One: Metadata& Metastore
Metadata is metadata. Metadata includes metadata such as database, table, and table fields created with Hive. Metadata is stored in a relational database. Such as the built-in Derby of hive, third parties such as MySQL, etc.
Metastore is a metadata service, and its role is: the client connects to the metastore service, and the metastore connects to the MySQL database to access metadata. With the metastore service, multiple clients can connect at the same time, and these clients do not need to know the username and password of the MySQL database, only need to connect to the metastore service.

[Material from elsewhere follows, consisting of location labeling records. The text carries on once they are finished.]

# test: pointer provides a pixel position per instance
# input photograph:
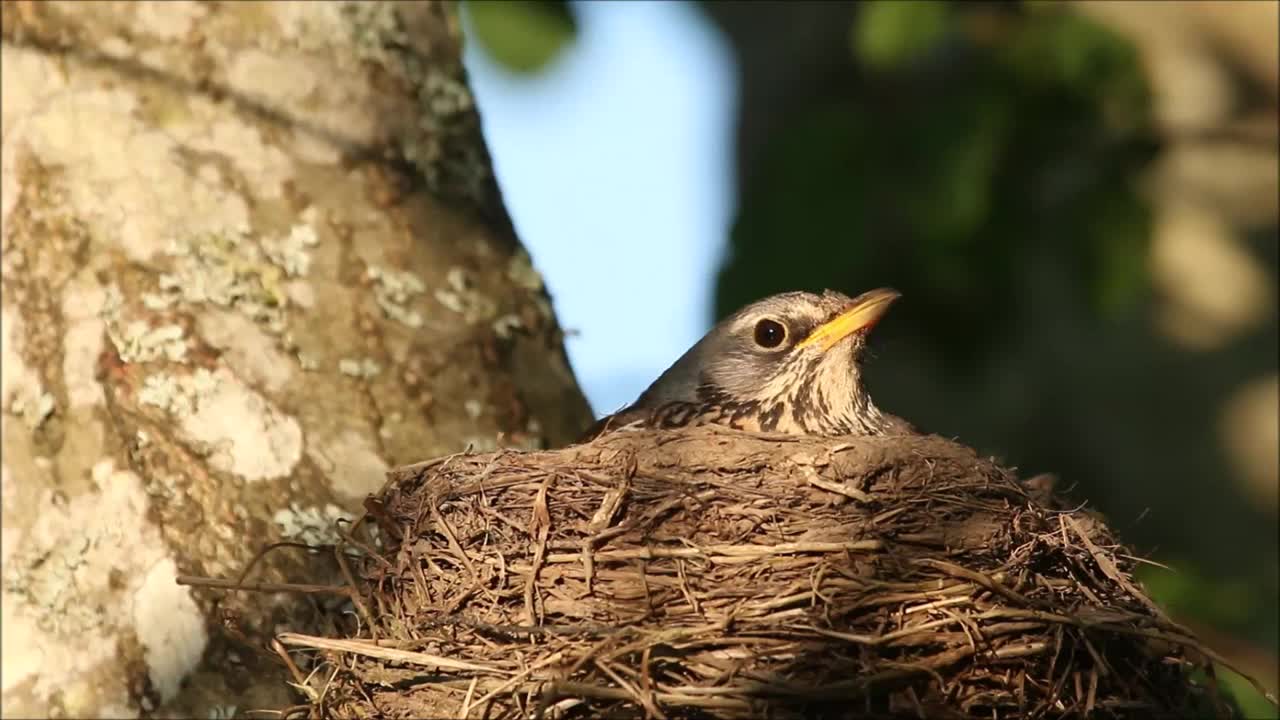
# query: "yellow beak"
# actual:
(865, 310)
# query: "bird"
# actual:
(790, 363)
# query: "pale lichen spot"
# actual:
(520, 270)
(247, 350)
(474, 409)
(63, 605)
(393, 291)
(169, 627)
(250, 437)
(310, 525)
(168, 21)
(507, 324)
(351, 461)
(259, 74)
(82, 305)
(21, 390)
(464, 297)
(179, 395)
(96, 136)
(291, 251)
(361, 368)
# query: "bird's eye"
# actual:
(769, 333)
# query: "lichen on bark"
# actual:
(206, 212)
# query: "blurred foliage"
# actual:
(972, 137)
(892, 33)
(521, 35)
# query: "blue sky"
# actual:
(616, 165)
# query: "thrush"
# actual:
(790, 363)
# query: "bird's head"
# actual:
(794, 355)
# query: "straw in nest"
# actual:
(708, 573)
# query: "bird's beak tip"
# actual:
(862, 314)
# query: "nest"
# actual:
(709, 573)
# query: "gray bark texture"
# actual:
(252, 256)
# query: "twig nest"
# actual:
(708, 573)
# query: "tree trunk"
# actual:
(254, 256)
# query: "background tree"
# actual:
(254, 255)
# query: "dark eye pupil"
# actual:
(769, 333)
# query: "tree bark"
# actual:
(254, 255)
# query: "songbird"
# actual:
(789, 364)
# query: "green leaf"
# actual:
(521, 35)
(890, 33)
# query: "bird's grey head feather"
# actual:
(730, 365)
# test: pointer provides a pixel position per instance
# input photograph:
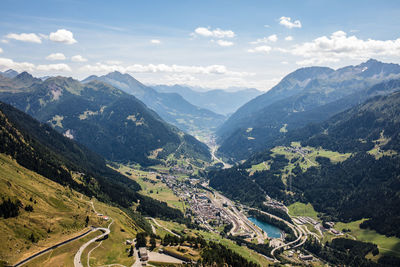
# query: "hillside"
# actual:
(172, 107)
(304, 96)
(105, 119)
(347, 167)
(57, 213)
(217, 100)
(41, 149)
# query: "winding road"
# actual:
(78, 255)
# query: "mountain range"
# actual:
(172, 107)
(107, 120)
(304, 96)
(347, 167)
(217, 100)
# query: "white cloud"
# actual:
(340, 46)
(62, 36)
(56, 56)
(272, 38)
(224, 43)
(113, 62)
(25, 37)
(78, 58)
(7, 63)
(287, 22)
(53, 67)
(217, 33)
(260, 49)
(155, 41)
(163, 68)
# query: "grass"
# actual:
(241, 250)
(301, 209)
(61, 256)
(153, 187)
(114, 250)
(58, 212)
(386, 245)
(305, 160)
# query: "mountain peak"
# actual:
(26, 78)
(9, 73)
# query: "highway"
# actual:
(51, 248)
(78, 255)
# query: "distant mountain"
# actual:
(172, 107)
(304, 96)
(105, 119)
(365, 184)
(220, 101)
(19, 83)
(9, 73)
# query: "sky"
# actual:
(210, 44)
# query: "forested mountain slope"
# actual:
(105, 119)
(217, 100)
(363, 183)
(306, 95)
(172, 107)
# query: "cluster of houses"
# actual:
(205, 211)
(200, 206)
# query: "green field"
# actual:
(386, 245)
(301, 209)
(306, 159)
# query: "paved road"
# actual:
(78, 255)
(213, 150)
(51, 248)
(166, 229)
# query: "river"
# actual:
(272, 231)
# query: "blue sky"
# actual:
(214, 44)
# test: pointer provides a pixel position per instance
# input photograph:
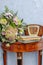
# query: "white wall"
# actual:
(32, 12)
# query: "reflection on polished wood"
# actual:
(19, 48)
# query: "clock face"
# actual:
(33, 30)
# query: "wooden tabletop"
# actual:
(22, 47)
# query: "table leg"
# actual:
(19, 58)
(39, 58)
(5, 57)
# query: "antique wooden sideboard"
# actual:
(19, 48)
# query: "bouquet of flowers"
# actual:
(9, 24)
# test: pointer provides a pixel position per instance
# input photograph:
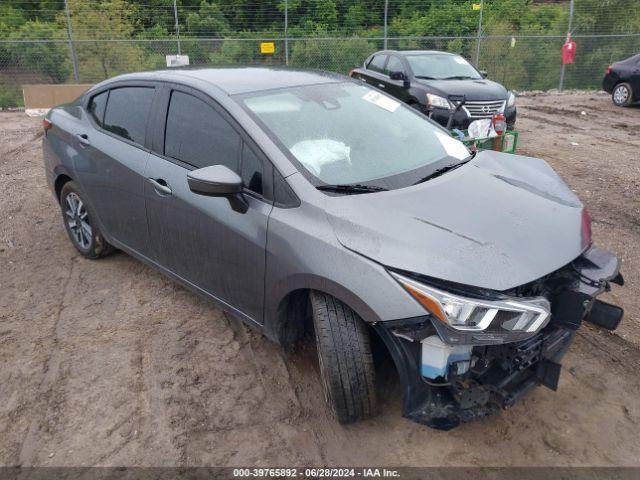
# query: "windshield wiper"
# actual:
(351, 188)
(446, 168)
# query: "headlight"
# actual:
(437, 101)
(524, 315)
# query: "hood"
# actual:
(481, 89)
(497, 222)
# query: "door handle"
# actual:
(160, 186)
(83, 139)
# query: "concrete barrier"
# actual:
(38, 99)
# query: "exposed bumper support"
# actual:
(502, 374)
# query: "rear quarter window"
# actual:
(127, 112)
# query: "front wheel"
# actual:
(77, 216)
(622, 95)
(346, 362)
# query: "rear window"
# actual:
(377, 63)
(198, 135)
(127, 112)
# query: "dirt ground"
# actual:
(110, 363)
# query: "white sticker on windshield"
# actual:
(381, 101)
(453, 147)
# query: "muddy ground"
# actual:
(110, 363)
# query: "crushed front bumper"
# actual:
(502, 373)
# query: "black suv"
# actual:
(622, 81)
(428, 79)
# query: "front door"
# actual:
(112, 162)
(216, 244)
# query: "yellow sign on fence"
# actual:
(267, 47)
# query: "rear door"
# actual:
(216, 244)
(113, 158)
(635, 77)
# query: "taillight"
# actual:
(585, 230)
(46, 125)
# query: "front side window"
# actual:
(127, 112)
(251, 170)
(198, 135)
(347, 133)
(442, 67)
(377, 63)
(394, 65)
(97, 106)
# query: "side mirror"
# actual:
(216, 180)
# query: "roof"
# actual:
(238, 80)
(415, 52)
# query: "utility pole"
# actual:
(286, 32)
(74, 57)
(175, 15)
(568, 32)
(386, 14)
(479, 38)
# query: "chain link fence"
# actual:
(520, 61)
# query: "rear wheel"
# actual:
(622, 95)
(346, 362)
(77, 216)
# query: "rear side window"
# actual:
(127, 112)
(377, 63)
(251, 170)
(198, 135)
(97, 106)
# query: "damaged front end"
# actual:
(478, 352)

HiveMetaStore : is a metadata service that provides metadata for Apache hive. It belongs to the Apache hive open source project. It can currently provide services as Standalone and is not limited to Hive. Third-party services can also use it as a metadata database service.
Two: Schema
Hive MetaStore as a meta-database, its Schema basically follows the Schema standard of the database system, and its Schema hierarchical relationship is: Catalog->Database->[Schema->]Table->Partition->Field, and the Schema layer has not yet been formalized. Use it, at least it is useless in Hive, but for Catalog currently only the default Catalog is used, and there is no related syntax definition in Hive Sql syntax, but it is not limited to Hive as a meta-database, for other systems The Schema can be fully utilized, and the data catalog is currently being called. What is a data catalog? Catalog is a data catalog.
In addition, the previous version of Hive 3.x supports Index function, but the 3.x version started to disable Index function, so although the 3.x version of Hive MetaStore Schema has the definition of Index table structure, it does not provide the relevant API.
Three: Architecture

among them:
1. Hive MetaStore uses Thrift as RPC Server to provide external services
2. Hive MetaStore uses DataNucleus (a JDO middleware) as database middleware to interact with the database
3. Hive MetaStore currently supports a variety of relational databases as the final metadata storage: berby, mssql, mysql, oracle, postgres
4. ThreadLocal is used extensively in the Hive MetaStore code to ensure that the resources of each thread are exclusive and do not affect each other
5. Hive MetaStore is developing a metadata caching mechanism to improve efficiency and avoid the need to interact with the database every time
6. Since Hive MetaStore is stateless (non-local cache), it supports distributed multi-instance deployment, but the local cache provided by itself does not support distributed, so in the case of distributed multi-instance deployment, in order to improve efficiency, Huawei's internal team has introduced Redis as a distributed cache, so that a caching mechanism can be introduced in distributed multi-instance deployments
7. The metadata schema designed by Hive MetaStore has a high level and depth. Therefore, for objects like tables, if you want to obtain table details, the frequency of internal interaction with the database is very high, which has an impact on performance to a certain extent.
8. Hive MetaStore provides tool classes to initialize and upgrade the metadata database
9. Hive MetaStore is still based on HDFS, so it will not work properly without HDFS
10. Hive MetaStore currently has two operating modes: independent Standalone mode + local mode embedded in HiveServer
11. Both the client and the server of Hive MetaStore use Proxy to implement a retry mechanism through the reflection mechanism.